Há que ter um certo cuidado, no entanto, quando rotulamos esta competição de amadora, pois na verdade, a sua organização é encarada de forma tão profissional como a fase final de um Europeu, proporcionando desta forma aos futebolistas uma experiência única de competição internacional organizada pela UEFA, com tudo o que de melhor essa prova tem direito.

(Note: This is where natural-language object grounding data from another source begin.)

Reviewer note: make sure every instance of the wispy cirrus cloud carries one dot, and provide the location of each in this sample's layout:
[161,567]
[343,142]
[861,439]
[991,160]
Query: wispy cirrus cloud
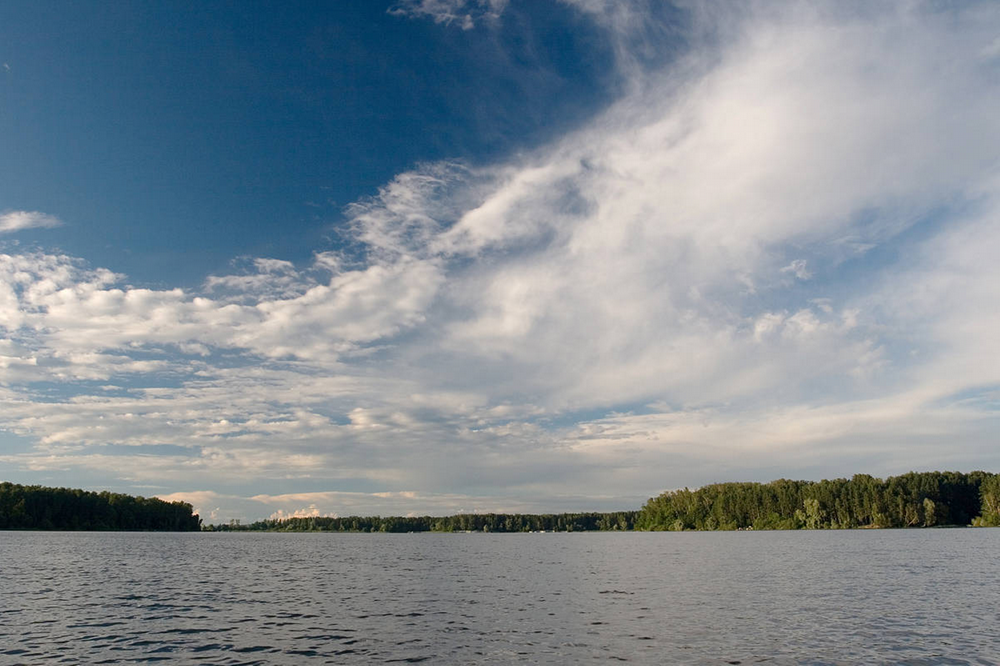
[464,13]
[613,310]
[18,220]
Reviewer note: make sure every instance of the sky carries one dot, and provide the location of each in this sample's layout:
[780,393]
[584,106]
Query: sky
[443,256]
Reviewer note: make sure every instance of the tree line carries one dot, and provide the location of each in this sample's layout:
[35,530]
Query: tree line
[465,522]
[41,508]
[916,499]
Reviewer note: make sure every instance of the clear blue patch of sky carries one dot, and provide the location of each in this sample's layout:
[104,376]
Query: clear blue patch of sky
[172,137]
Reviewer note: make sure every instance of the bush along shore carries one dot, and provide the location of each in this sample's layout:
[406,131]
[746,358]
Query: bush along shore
[924,499]
[916,499]
[40,508]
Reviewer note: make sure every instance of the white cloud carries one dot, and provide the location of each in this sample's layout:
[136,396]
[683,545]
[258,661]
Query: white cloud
[464,13]
[18,220]
[798,268]
[643,264]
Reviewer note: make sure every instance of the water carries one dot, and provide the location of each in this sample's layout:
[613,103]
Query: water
[915,597]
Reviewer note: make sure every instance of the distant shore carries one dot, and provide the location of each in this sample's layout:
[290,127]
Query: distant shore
[912,500]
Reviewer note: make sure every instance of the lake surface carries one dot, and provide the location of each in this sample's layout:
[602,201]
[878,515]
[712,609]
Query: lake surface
[866,596]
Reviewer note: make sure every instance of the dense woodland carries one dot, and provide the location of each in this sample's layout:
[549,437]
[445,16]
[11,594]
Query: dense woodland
[916,499]
[466,522]
[40,508]
[923,499]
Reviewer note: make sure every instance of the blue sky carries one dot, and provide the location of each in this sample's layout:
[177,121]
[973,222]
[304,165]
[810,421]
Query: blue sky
[466,255]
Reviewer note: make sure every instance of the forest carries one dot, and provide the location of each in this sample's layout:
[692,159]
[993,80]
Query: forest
[915,499]
[465,522]
[41,508]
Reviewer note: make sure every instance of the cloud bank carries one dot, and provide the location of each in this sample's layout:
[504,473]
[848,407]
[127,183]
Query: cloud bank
[772,256]
[18,220]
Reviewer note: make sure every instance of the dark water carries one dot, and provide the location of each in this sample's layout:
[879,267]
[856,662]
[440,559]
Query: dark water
[915,597]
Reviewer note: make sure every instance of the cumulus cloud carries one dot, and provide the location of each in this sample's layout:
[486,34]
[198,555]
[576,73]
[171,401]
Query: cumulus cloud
[691,279]
[18,220]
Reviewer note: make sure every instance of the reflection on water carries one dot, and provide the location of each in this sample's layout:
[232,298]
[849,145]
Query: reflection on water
[917,597]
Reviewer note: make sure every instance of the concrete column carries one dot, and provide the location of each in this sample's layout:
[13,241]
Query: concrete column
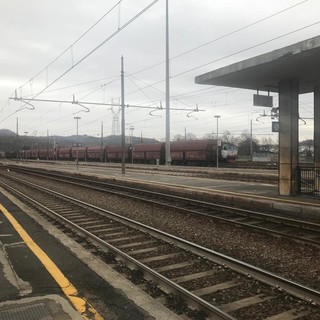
[288,137]
[316,132]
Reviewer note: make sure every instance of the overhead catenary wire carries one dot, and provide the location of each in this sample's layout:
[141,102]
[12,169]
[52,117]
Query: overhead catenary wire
[76,41]
[99,46]
[174,57]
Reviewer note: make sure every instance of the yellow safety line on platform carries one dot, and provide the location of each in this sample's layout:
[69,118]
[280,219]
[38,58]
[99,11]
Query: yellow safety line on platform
[69,290]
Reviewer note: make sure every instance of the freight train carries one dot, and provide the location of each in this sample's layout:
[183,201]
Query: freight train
[191,152]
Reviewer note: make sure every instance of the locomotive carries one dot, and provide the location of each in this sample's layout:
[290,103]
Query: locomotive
[190,152]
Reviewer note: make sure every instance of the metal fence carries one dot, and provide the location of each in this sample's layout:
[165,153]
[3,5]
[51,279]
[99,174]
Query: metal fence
[309,181]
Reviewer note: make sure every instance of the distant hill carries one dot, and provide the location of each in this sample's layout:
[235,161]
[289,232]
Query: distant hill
[10,142]
[7,133]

E é preciso igualmente um certo cuidado quando nos aludimos a estes futebolistas como amadores, já que apesar de não viverem exclusivamente do futebol, não quer dizer que o tratem, ou encarem, de forma amadora, perdendo dessa maneira o Belo Jogo o seu encanto, muito pelo contrário.
Em Roma sê Romano, ou neste caso, em Veneto ganham os que lá estão
Viajando agora pela história da Taça das Regiões da UEFA, percebemos que ela é disputada pelas regiões/associações de cada país da Europa que vencem as respetivas competições internas. Para exemplificar, no caso português, é disputada de dois em dois anos a Taça das Regiões/Fase Nacional pelas 22 associações de futebol que existem em Portugal – uma por cada distrito –, sendo que o campeão nacional, digamos, se apura para a Taça das Regiões da UEFA a realizar no ano seguinte.![]() |
Italianos e espanhóis posam para a foto antes da primeira final |
Há 25 anos, em 1999, portanto, deu-se o pontapé de saída da UEFA Regions Cup, tendo a região de Veneto, em Itália, acolhido a primeira edição do certame. Realizada no espaço de uma semana apenas (entre 31 de outubro e 6 de novembro desse ano) a prova foi ganha pela equipa da casa, Veneto, que até nem começou da melhor forma a caminhada de glória, já que na estreia empatou a uma bola com o representante de Israel. A performance foi melhorada nos dois jogos seguinte do Grupo B, com duas vitórias – ante os ucranianos da região de Kyiv Oblast e os georgianos da região de Tbilisi – que asseguraram o primeiro lugar e a consequente passagem à final. A seleção da região de Madrid foi o opositor dos transalpinos, que no Stadio Comunale delle Terme, em Abano, obrigaram os anfitriões a horas extras para erguer o troféu. Após uma igualdade a duas bolas no final dos 90 minutos teve de se jogar um prolongamento. Aí, Michele De Toni foi o herói ao apontar o golo da vitória em cima do minuto 120. Tudo isto perante o olhar de 700 espetadores. Para o herói dessa primeira final aquele golo foi o melhor momento da sua relação com o futebol. «Foi incrível, chorei de felicidade. É a melhor recordação da minha carreira desportiva», confidenciou De Toni ao site da UEFA em 2013.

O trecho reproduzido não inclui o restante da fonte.